= United States Capitol Flag Program =

US government program

The United States Capitol Flag Program is a program operated by the Architect of the Capitol which provides American flags flown over the United States Capitol to members of Congress.

The Capitol Flag Program began in 1937 when a member of Congress requested a flag that had flown over the Capitol. Over the years the focus of the program gradually expanded to encompass the commemoration of national holidays and various special events, as well as to honor the work of groups such as schools and civic organizations. Requests for Capitol flags rapidly outgrew the supply; hence, the Architect of the Capitol instituted a program of flying smaller flags that may be purchased through members' offices.

The Architect of the Capitol fulfills all flag requests from members of the United States Senate and the House of Representatives.
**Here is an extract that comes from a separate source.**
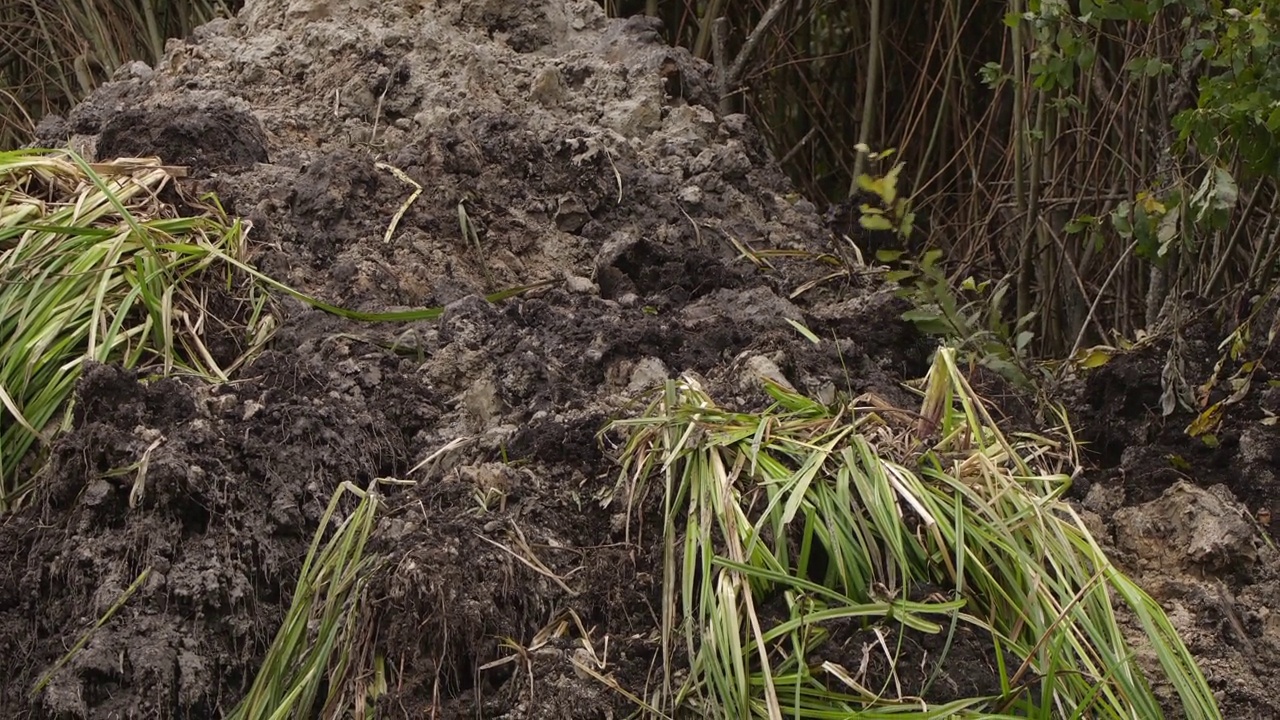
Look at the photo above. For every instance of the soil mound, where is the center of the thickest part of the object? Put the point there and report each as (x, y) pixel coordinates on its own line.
(548, 144)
Flags are flown daily year-round, weather permitting, excluding Thanksgiving Day, Christmas Day and New Year's Day. There are special flag poles where all flags are flown. After it is flown over the Capitol, each flag is issued a keepsake certificate of authenticity by the Architect of the Capitol.

As of 2012, the Architect of the Capitol fulfills on average more than 100,000 flag requests from members of Congress annually, with the number of requests and the popularity of the Capitol Flag Program growing steadily each year.

Each flag gets run up the flagpole for 30 seconds.